The Shanghai government should adopt further tightening measures to curb the overwhelming consumption in the city's property market besides encouraging housing supply to rise to cool the sector, an industry report said yesterday.
The local government is expected to launch austerity policies such as limiting housing mortgage loans to curb market speculation after the central bank increased its benchmark interest rates last month, the Shanghai Real Estate Index Office said in a monthly property market review yesterday.
"To secure a healthy development of the city's housing market, the government should take proper action to reduce demand to some degree as well as increase supply," the report said.
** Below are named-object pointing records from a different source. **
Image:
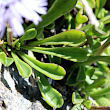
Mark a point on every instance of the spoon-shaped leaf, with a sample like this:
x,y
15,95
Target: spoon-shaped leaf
x,y
51,70
29,34
50,95
69,53
71,38
58,8
24,69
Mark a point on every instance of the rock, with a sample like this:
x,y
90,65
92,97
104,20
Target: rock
x,y
17,93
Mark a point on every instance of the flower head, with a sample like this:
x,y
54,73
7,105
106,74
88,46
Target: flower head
x,y
12,12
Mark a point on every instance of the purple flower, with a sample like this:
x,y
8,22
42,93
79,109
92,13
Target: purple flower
x,y
12,12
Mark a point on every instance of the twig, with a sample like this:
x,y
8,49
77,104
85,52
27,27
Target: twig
x,y
90,14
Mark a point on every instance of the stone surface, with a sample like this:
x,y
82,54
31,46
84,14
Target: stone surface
x,y
17,93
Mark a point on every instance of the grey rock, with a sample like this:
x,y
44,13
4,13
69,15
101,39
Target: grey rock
x,y
17,93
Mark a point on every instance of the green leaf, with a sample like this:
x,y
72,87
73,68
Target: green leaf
x,y
88,104
40,34
29,34
89,40
71,38
24,69
105,19
76,98
91,3
101,81
81,74
50,95
6,61
104,91
69,53
76,107
80,19
49,69
56,10
102,101
91,60
90,71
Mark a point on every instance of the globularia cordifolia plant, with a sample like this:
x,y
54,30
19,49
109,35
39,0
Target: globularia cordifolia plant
x,y
27,25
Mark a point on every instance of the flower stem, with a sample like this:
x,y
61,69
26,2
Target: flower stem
x,y
9,36
102,48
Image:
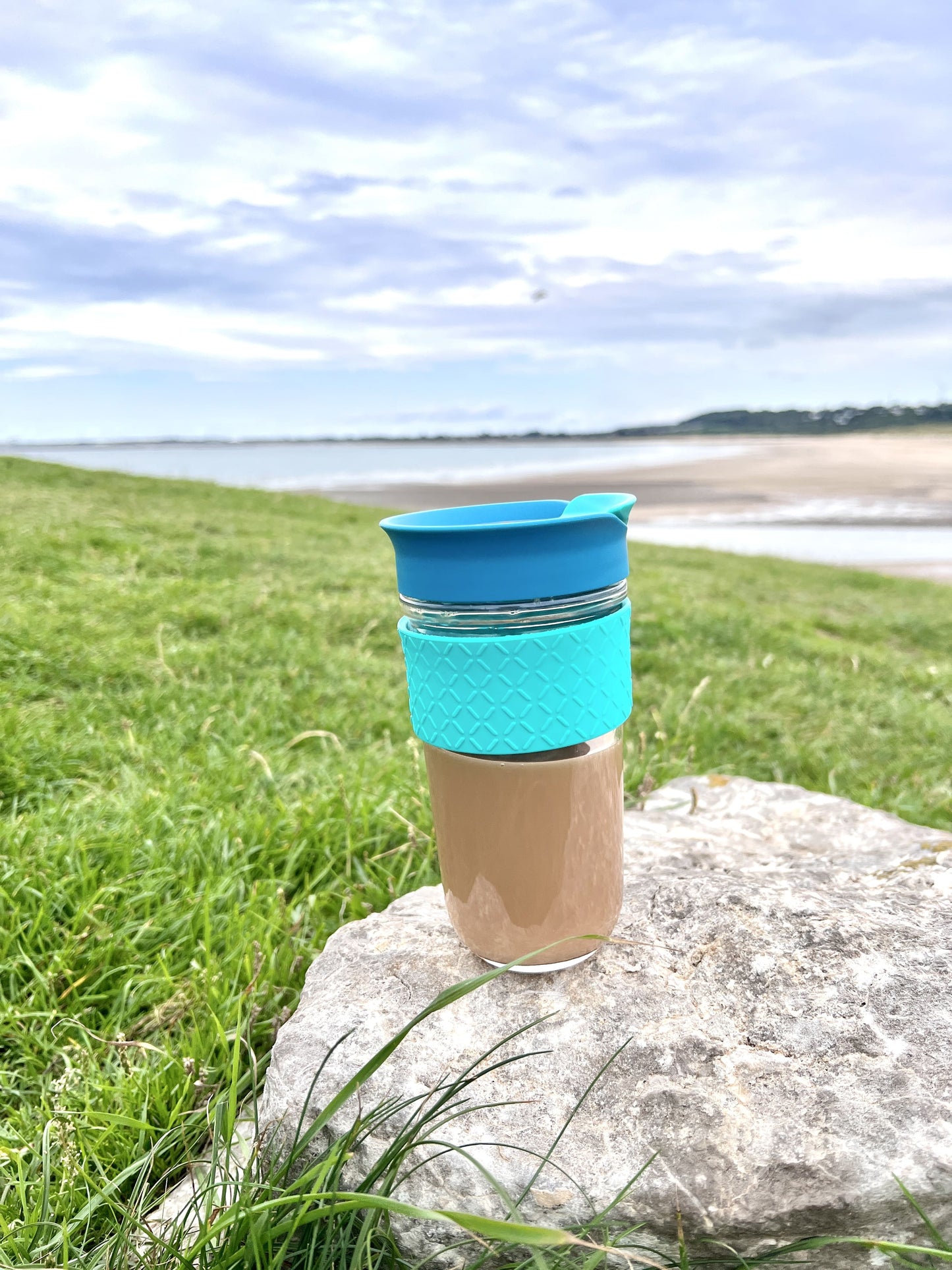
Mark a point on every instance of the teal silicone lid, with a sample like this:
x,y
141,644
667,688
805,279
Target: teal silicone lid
x,y
512,552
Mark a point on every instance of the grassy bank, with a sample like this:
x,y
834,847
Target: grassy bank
x,y
206,766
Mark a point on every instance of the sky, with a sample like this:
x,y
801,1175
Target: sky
x,y
266,217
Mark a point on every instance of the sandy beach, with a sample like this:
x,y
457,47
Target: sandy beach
x,y
860,479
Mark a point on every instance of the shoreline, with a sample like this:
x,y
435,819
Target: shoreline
x,y
779,489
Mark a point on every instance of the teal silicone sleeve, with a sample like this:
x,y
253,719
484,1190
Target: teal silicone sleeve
x,y
518,694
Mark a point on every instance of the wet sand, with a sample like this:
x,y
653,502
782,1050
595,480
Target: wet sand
x,y
910,473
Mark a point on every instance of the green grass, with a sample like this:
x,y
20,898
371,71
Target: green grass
x,y
169,861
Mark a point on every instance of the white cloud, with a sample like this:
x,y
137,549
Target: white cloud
x,y
312,183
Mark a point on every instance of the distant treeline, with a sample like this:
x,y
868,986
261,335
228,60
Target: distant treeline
x,y
800,422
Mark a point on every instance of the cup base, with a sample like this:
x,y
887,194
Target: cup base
x,y
549,968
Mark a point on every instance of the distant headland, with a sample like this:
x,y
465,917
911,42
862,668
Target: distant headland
x,y
716,423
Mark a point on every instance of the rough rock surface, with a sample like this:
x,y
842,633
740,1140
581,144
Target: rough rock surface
x,y
789,1002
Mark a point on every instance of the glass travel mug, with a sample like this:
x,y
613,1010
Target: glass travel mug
x,y
518,689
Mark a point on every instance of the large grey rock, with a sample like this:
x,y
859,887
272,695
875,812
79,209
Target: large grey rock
x,y
790,1010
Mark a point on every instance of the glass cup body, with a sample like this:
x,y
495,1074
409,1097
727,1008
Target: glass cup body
x,y
530,845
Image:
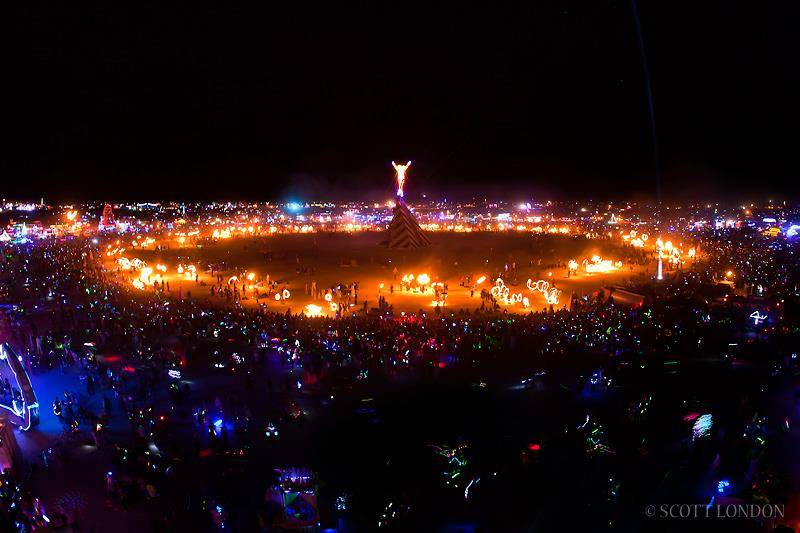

The office also predicted the central bank will continue to slightly increase its lending rates several times more in a bid to rein in the country's overheated real estate sector.
The benchmark of the city's new apartment prices, the Shanghai Housing Index, climbed 1.4 percent from a month earlier to 1,321 points in October, the office reported yesterday.
The index, which tracks both prices and trading volume, jumped 12.7 percent in the first 10 months of this year, the report said.
Among the 167 housing projects surveyed, only one boasted a more than 10-percent rise in prices while prices for the majority increased between 3 percent and 7 percent, which is slower than those of last month, the office said without giving more details.
"The city's new apartment prices will keep going up this year, but at a relatively slower pace," said Zhu Huiping, director of Shanghai Shenyang Property Agency.
"More stringent rules governing land leasing and mortgage are expected to help limit the growth rate."
Based on the statistics for the first three quarters, the office forecast the city's average housing prices to rise 15 percent this year, compared with 33 percent last year.
However, the growth will be still faster than the government target.
At the beginning of the year, the director of Shanghai Housing and Land Administrative Bureau, Cai Yutian, said the government aimed to keep the price increase within 12 percent.
Last month, the bureau began this year's first bidding exercise for plots of land set aside for residential use, aiming to increase supply of new apartments in the city's housing market.
The city's housing authority allowed 44 plots for the bid, covering a total of 2.77 million square meters in 15 districts, the majority allocated for residential projects, according to its Website.
"It's more important for the government to prevent people from blindly pouring money into the property market to take profits, than just increase housing supply," Zhu said.